Published in:
Open Access
01-12-2019 | Lymphoma | Case report
Molecular tumor analysis and liquid biopsy: a feasibility investigation analyzing circulating tumor DNA in patients with central nervous system lymphomas
Authors:
Anne-Katrin Hickmann, Maximilian Frick, Dirk Hadaschik, Florian Battke, Markus Bittl, Oliver Ganslandt, Saskia Biskup, Dennis Döcker
Published in:
BMC Cancer
|
Issue 1/2019
Login to get access
Abstract
Background
Central nervous system lymphomas (CNSL) is a devastating disease. Currently, a confirmatory biopsy is required prior to treatment.
Objective
Our investigation aims to prove the feasibility of a minimally-invasive diagnostic approach for the molecular characterization of CNSL.
Methods
Tissue biopsies from 6 patients with suspected CNSL were analyzed using a 649gene next-generation sequencing (NGS) tumor panel (tumor vs. reference tissue (EDTA-blood)).

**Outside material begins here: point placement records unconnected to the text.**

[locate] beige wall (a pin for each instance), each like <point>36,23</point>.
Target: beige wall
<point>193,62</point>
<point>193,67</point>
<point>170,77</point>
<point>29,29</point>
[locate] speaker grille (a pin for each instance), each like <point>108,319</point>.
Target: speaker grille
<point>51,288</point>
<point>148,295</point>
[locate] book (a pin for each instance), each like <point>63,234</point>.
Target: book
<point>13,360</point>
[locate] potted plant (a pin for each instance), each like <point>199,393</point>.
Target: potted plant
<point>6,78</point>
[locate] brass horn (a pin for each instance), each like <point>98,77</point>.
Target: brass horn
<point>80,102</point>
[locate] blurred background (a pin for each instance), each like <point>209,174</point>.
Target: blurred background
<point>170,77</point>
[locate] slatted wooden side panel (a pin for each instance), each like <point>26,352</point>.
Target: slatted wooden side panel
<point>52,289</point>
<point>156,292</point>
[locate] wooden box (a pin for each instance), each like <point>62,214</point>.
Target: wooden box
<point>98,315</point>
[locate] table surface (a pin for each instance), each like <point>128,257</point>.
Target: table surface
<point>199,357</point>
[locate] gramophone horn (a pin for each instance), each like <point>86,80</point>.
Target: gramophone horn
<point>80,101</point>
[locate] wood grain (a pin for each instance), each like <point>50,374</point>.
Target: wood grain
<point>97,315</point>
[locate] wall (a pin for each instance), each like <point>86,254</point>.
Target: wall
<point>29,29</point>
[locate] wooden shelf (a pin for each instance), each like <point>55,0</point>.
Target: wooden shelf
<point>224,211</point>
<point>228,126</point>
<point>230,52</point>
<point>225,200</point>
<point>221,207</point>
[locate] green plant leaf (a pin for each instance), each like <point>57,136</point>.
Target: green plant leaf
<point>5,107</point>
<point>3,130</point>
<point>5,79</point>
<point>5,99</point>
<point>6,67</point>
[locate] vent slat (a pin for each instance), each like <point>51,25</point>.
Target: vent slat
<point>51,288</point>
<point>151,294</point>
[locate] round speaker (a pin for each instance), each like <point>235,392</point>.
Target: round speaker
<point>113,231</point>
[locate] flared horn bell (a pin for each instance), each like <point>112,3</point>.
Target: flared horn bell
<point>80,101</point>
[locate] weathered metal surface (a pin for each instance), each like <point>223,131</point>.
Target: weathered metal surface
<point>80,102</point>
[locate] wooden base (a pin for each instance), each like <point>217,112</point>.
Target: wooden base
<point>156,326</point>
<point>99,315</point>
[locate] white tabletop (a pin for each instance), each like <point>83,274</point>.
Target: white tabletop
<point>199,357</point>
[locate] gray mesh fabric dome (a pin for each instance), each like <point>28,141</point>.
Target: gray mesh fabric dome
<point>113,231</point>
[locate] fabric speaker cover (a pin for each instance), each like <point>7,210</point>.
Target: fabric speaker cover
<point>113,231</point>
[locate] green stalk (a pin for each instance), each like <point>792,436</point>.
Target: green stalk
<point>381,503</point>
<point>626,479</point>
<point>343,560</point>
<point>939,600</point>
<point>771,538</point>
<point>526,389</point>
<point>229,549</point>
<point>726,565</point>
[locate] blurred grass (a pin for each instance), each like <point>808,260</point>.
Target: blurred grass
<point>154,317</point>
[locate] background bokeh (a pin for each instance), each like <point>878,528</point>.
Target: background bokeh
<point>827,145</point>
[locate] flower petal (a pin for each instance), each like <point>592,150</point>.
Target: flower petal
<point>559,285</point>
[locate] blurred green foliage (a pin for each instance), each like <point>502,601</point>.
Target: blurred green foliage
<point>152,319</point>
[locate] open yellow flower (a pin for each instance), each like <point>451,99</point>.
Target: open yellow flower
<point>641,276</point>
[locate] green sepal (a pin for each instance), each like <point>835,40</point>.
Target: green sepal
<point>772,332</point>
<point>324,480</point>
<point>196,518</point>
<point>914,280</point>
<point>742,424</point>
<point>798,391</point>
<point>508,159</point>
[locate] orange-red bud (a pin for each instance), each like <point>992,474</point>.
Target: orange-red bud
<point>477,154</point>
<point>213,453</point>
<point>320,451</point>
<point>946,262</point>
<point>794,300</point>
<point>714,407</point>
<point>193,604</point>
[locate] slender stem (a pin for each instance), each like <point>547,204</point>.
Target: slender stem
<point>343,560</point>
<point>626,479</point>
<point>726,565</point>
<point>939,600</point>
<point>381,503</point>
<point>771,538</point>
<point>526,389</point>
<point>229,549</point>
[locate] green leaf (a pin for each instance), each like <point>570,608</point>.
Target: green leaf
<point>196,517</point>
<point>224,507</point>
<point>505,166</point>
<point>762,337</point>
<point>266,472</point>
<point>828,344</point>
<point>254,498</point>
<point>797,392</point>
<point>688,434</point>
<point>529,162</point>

The individual somatic mutation pattern was used as a basis for the digital PCR analyzing circulating tumor DNA (ctDNA) from plasma and cerebrospinal fluid (CSF) samples, identifying one selected tumor mutation during this first step of the feasibility investigation.
Results
NGS-analysis of biopsy tissue revealed a specific somatic mutation pattern in all confirmed lymphoma samples (n = 5, NGS-sensitivity 100%) and none in the sample identified as normal brain tissue (NGS-specificity 100%). cfDNA-extraction was dependent on the extraction-kit used and feasible in 3 samples, in all of which somatic mutations were detectable (100%). Analysis of CSF-derived cfDNA was superior to plasma-derived cfDNA and routine microscopic analysis (lymphoma cells: n = 2, 40%). One patient showed a divergent molecular pattern, typical of Burkitt-Lymphoma (HIV+, serologic evidence of EBV-infection). Lumbar puncture was tolerated without complications, whereas biopsy caused 3 hemorrhages.
Conclusions
Our investigation provides evidence that analysis of cfDNA in central nervous system tumors is feasible using the described protocol. Molecular characterization of CNSL could be achieved by analysis of CSF-derived cfDNA. Knowledge of a tumor’s specific mutation pattern may allow initiation of targeted therapies, treatment surveillance and could lead to minimally-invasive diagnostics in the future.